El domingo por la tarde, los familiares de los desaparecidos, hombres en alpargatas y mujeres con niños en el regazo, decidieron en una asamblea movilizarse ante “la pasividad de los políticos”. “Tienen que devolverlos vivos”, conviene uno. “La culpa es del gobernador de Guerrero”, añade otro. “Hay que dar un golpe de Estado”, agrega un tercero. Están convencidos de que los 28 cadáveres encontrados en un cerro de Iguala por las autoridades —tras la confesión de un policía— no son los de sus hijos. Unos antropólogos argentinos trabajan en la identificación de los cuerpos junto a los forenses mexicanos.
El historial de lucha de los alumnos de Ayotzinapa es extenso. En diciembre de 2011 fueron asesinados dos alumnos que protestaban en una carretera. Dos inmensos retratos de sus caras —mártires de la lucha social— ocupan una de las fachadas principales de la escuela. Esta escuela ha sido a veces un semillero de guerrilleros, fiel a la tradición regional de levantarse en armas. Unos metros más allá de los retratos, un altar con un Cristo y un San Judas Tadeo vela por los desaparecidos.
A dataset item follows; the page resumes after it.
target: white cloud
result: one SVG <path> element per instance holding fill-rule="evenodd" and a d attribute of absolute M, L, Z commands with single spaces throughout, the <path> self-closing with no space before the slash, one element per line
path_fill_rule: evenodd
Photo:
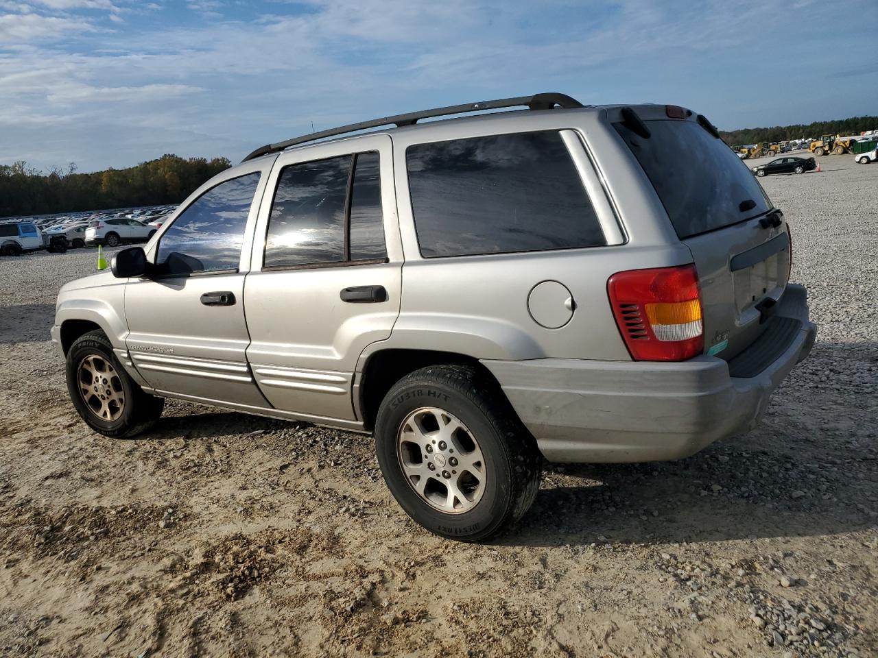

El padre de El Cochi, al enterarse de que había desaparecido su hijo, dejó a un lado la azada y viajó desde su comunidad cinco horas hasta llegar a la escuela. En un informe de la fiscalía consta que el carné electoral del estudiante fue encontrado manchado de sangre en el suelo de uno de los autobuses tiroteado. Nadie se lo ha devuelto y nadie parece saber dónde está esa prueba. El agricultor dice tener el presentimiento de que su hijo está vivo. Se lo imagina pasando hambre y miedo en un cuartucho donde los secuestradores lo tienen escondido. Pero vivo al fin y al cabo. Quiere corroborarlo con los demás: “¿Usted también cree que está bien?”